Starting a new business can be quite daunting, particularly if you’re trying to do so within a strict budget.
On top of other initial start-up costs such as purchasing stock or merchandise, arranging insurance, budgeting for staff overheads and (if you don’t own the building) allocating funds to pay rent, there are often costs involved in installing assets to fit-out the new space before you can open the doors for business.
What commercial property tenants are often unaware of is that they are entitled to claim deductions in the form of depreciation for many of the assets installed during the fit-out of a property.
As a building gets older and the items within it age, they depreciate in value. The Australian Taxation Office (ATO) allows commercial tenants and building owners to claim deductions for the wear and tear of the structural and fixed items within a property as well as for the easily removable plant and equipment items contained within the property.
Depending on the construction commencement date, the type of commercial property and its use, capital works deductions can be claimed at a rate of either 2.5% or 4% by the owner each year for any structural or fixed items contained within the property.
When depreciation is being applied to removable plant and equipment items within a property it becomes far more complicated. This is because both the owner and the tenants of the property can claim deductions for the depreciation of items.
Commercial tenants are able to claim depreciation for any fit-out they add to a property once their lease starts.
Examples of common business assets installed during a fit-out include:
- Carpets
- Air-conditioning units
- Fire fighting equipment
- Desks
- Blinds
- Shelving and
- Security systems.
The owner can also simultaneously claim deductions for any plant and equipment items originally contained within the property.
Each plant and equipment item should be depreciated based on its individual effective life as set by the ATO for the item’s owner. However some assets will also entitle the owner to claim an immediate write-off or to add them to a low-value pool to increase deductions sooner if they meet certain requirements as outlined by the ATO.
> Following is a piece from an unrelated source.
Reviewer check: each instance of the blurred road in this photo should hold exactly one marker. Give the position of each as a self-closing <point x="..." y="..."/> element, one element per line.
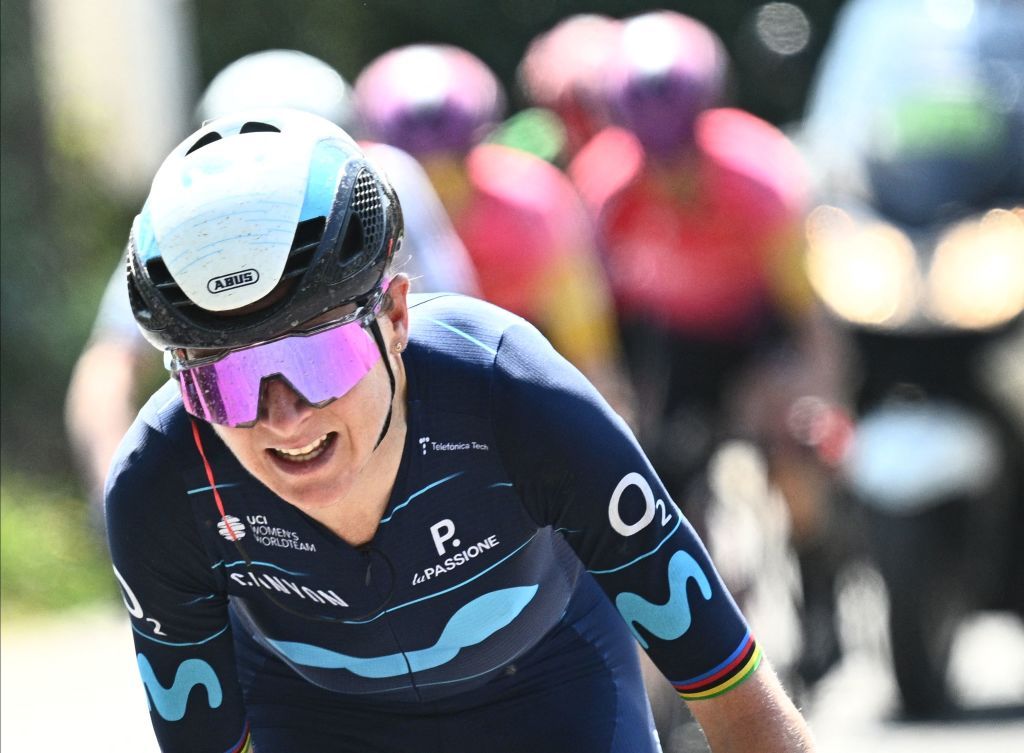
<point x="73" y="684"/>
Depending on lease conditions, if a tenant vacates a building and does not remove the fit-out from the building, the owner of the property may still be able to claim any remaining depreciation for these items. However, if a tenant’s lease stipulates that the property must be returned to its original condition at the end of the lease, the tenant can benefit by claiming any remaining depreciation on the items which are removed and scrapped from the property.
To ensure that depreciation deductions are maximised for both owners and tenants, it is recommended that both parties request a quote to arrange a tax depreciation schedule. We can provide separate schedules for the owner and the tenant which will outline the deductions available for each party.
These deductions can be beneficial to both the tenants and the owner of the property in improving their cash flow and in reducing the annual costs of renting or holding the property.
Thanks
If a tenants vacates a commercial property but is still paying rent until the end of the lease are they able to claim depreciation on items which are scrapped from the property?
Hi Elise,
Thank you for your query. It is recommended to check the conditions of the lease as this may stipulate details about when tenants are able to remove plant and equipment assets or claim any remaining depreciable value for assets being removed and scrapped when leaving the premises. It can also depend on if the property was income producing at the time of disposal and whether the item is classified as capital works or as plant and equipment (if plant and equipment – it can also depend on whether the item has been allocated to a low-value pool). An Accountant may need to make a balancing adjustment on disposal of some assets which could count towards the tenants assessable income.